Yes, it will hardly make any difference when you put it like that. But if you mix it with 100LL/UL91, you will only have an approximate idea of how much you have unless you measure the density or mass flow. The endurance will be an unknown variable. Sometimes it could be 1000 NM, other times 1340 NM, most often some unknown quantity in between. You somehow hav to measure the exact quantity of fuel in either volume or mass. How are you going to do that when the density and composition are unknown variables? The only way I can think of is a dip stick or a sight tube or something. If you only fill this new fuel, no problems of course.

The elephant is the circulation
ENVA ENOP ENMO, Norway

With a good fuel totalizer, this will be a planning problem, but not an operational one – once established in the cruise at the approximate mixture, you will see the fuel flow in litres or gallons, and fuel remaining, so while you might be disappointed at the range you get, you won’t run out of fuel inadvertentley.

At the planning stage, you could keep track of how much of each fuel you put in, and a simple calculation shuold work. And you need to keep track of that anyway to do weight and balance correctly.
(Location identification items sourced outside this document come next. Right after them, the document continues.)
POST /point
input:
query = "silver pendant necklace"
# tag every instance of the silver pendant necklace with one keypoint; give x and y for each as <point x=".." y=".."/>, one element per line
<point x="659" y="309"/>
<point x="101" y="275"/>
The above assumes that these fuels mix evenly. If they separate in the tank, neithrr of the two methods above work, and you have to assume the worst case – AVGAS…

Biggin Hill

They better mix otherwise you will need to adjust the mixture from time to time, whereas presently you climb up and leave it.

Administrator
Shoreham EGKA, United Kingdom

No, they should not separate. Even avgas + diesel fuel won’t separate (according to Phil Croucher, 1/3 avgas + 2/3 diesel fuel = emergency replacement for Jet B – e.g. when you have to choose between flying away and being shot at).